Babalarının görmediğinden emin olduklarında, sırtlarındaki yükü yere atarak Ağustos Böceğinin etrafında çember oluyor, elleri patlayıncaya kadar alkış tutuyorlardı.

Karınca ise, Eylül’ün serinliği ve sonbahar yağmurları başlamadan hasat tarlalarındaki buğday tanelerini yuvasına taşımaktan başka bir şey düşünemiyordu.

Kış bastırmadan bunu yapamazsa çekecekleri sıkıntının bir tek o farkındaydı.

Açlık ile burun buruna gelmek ve ailesine bu çaresizliği yaşatmak istemiyordu.

Sırtına yüklediği buğday tanesini yuvasına bırakmış, terleyen alnını soğutmak ve sıklaşan nefesini dinginleştirmek için dinleniyordu.

Aşağıda Ağustos Böceğinin çaldığı sazın, söylediği şarkının sesi kulaklarına kadar geliyordu.

Yorgun bedenini daha fazla yoran, alnındaki kırışıklığı arttıran ve nasır tutmuş ellerini sızlatan şey, çocuklarının Ağustos Böceğinin etrafında daire oluşturarak onu çılgınca alkışlamaları, şarkılarına eşlik etmeleriydi.

Onları uyarıyor, belki akıllarını başlarına alırlar diye nasihatler veriyordu;

“Yavrularım, yazın kendini zevk ve eğlenceye veren, kışın sefalet ve açlıktan helak, gençlikte hiçbir zahmete katlanmayanlar ihtiyarlıkta sefil olurlar. Unutmayın ki, her dalkavuk bir alığın sırtından beslenir.

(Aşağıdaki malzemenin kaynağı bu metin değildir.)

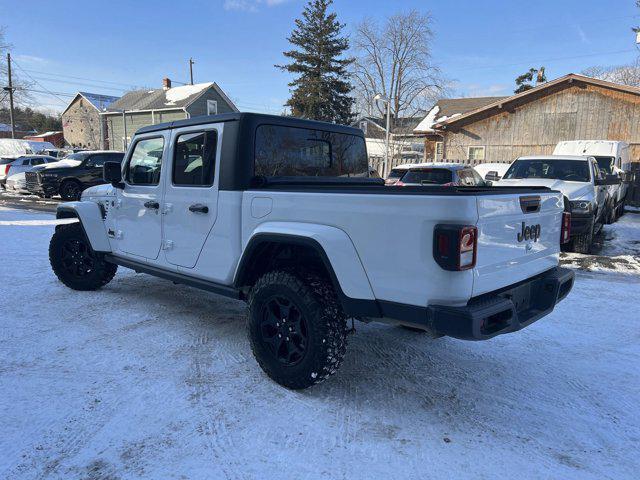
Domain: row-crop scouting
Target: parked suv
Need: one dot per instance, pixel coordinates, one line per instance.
(70, 176)
(581, 181)
(11, 166)
(613, 159)
(279, 212)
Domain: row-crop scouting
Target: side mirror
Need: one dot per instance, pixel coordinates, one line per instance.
(628, 177)
(609, 180)
(112, 173)
(492, 176)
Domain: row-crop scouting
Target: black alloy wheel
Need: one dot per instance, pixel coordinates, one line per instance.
(75, 263)
(284, 330)
(77, 258)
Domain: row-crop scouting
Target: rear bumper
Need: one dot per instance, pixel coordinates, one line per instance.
(581, 224)
(504, 311)
(48, 188)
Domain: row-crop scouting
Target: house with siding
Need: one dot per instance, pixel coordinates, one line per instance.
(141, 108)
(572, 107)
(405, 145)
(82, 125)
(444, 109)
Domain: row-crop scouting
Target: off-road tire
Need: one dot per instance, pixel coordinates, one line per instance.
(75, 263)
(70, 190)
(326, 327)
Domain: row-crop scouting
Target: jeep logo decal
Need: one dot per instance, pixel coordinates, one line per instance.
(531, 232)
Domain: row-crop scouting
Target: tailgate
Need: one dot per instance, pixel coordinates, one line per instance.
(518, 237)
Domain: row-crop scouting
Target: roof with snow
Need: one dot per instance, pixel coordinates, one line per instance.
(100, 102)
(46, 134)
(451, 107)
(401, 125)
(164, 99)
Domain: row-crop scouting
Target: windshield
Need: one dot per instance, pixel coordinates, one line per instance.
(76, 156)
(397, 173)
(606, 164)
(435, 176)
(567, 170)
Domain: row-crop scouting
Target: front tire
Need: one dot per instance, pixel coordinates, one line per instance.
(297, 329)
(75, 263)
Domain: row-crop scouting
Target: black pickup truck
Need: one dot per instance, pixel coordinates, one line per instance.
(70, 176)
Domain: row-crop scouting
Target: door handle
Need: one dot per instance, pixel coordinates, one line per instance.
(199, 208)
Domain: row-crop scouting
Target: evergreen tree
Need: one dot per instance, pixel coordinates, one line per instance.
(321, 90)
(524, 81)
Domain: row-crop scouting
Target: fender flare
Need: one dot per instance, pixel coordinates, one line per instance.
(335, 249)
(90, 216)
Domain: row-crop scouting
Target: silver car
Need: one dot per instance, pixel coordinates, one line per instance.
(25, 163)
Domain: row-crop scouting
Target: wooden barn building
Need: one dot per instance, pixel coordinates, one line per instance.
(572, 107)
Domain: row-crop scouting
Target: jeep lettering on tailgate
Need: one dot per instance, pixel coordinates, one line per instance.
(531, 232)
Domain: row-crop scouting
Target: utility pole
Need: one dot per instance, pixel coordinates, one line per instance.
(10, 90)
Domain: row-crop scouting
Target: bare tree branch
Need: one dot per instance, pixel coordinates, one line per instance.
(394, 59)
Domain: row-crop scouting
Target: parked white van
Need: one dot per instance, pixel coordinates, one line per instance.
(613, 159)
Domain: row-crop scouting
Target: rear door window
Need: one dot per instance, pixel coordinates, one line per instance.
(466, 178)
(194, 159)
(301, 152)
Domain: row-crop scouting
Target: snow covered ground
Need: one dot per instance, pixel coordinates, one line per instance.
(146, 379)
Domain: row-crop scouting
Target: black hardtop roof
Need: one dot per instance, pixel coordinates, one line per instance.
(253, 118)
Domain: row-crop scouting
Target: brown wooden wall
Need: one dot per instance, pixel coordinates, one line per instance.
(574, 113)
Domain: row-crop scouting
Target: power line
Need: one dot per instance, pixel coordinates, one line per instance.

Kış geldiğinde, yağmur, kar ve fırtına bastırdığında o Cırtlak kapımıza gelip yiyecek istediğinde ona diyeceğim ki, ‘Madem yaz boyunca saz çalıp şarkı söyledin. Şimdi de yaz gelene kadar dans et dur’

Mevsim sarardı; dallardan su çekildi, yapraklar birer birer dökülmeye başladı.

Karıncanın çocuklarına bahsettiği yağmur, kar ve fırtına bastırdı.

Çocuklar pencereden dışarıdaki fırtınayı, yağmurun sel olup önüne ne gelirse götürüşünü ve rüzgârın dalları çatırdatarak kırışını seyrediyor, hiç biri sıcak yuvalarından dışarıya burnunu dahi çıkartmak istemiyordu.

Fırtınanın devam ettiği, kar ve tipinin yolları kapladığı bir gün kapı çaldı.

Karınca ‘kimdir bu vakitte’ diye düşünerek açmaya giderken aklında bir ihtimal vardı.

Kapıyı açtığında o ihtimal yakası yünlü kürkünün içinde karşısında duruyordu.

Yolun kenarında zengin görünümlü bir de araba bekliyordu.

“Sevgili komşum” diye söz başladı Ağustos Böceği;

“Sen de biliyorsun ki ben yazları bütün gün saz çalar, şarkı söylerim.

Zaman ilerledikçe bu işte epey ustalaştım.

İlk önce kendime bir Youtube kanalı açtım.

Oradan kazanmaya başlayınca sazı bırakıp gitar çalmaya başladım.

Şarkılarım çok daha fazla ilgi gördü, herkesin severek dinlediği bir gitarist oldum.

Elektro gitara geçince kanalımın abone sayısı milyonları aştı.

Dünya çapında bir müzisyen haline geldim.

Şimdi Fransa’ya konser vermeye gidiyorum. Gitmişken oralardan bir isteğin var mı, gelirken sana ne getireyim?”

Karınca uzun uzun Ağustos Böceğine baktı, baktı;

“Fransa’da La Fontaine diye biri var. Ona benim selamımı söyle, O anlar” dedi.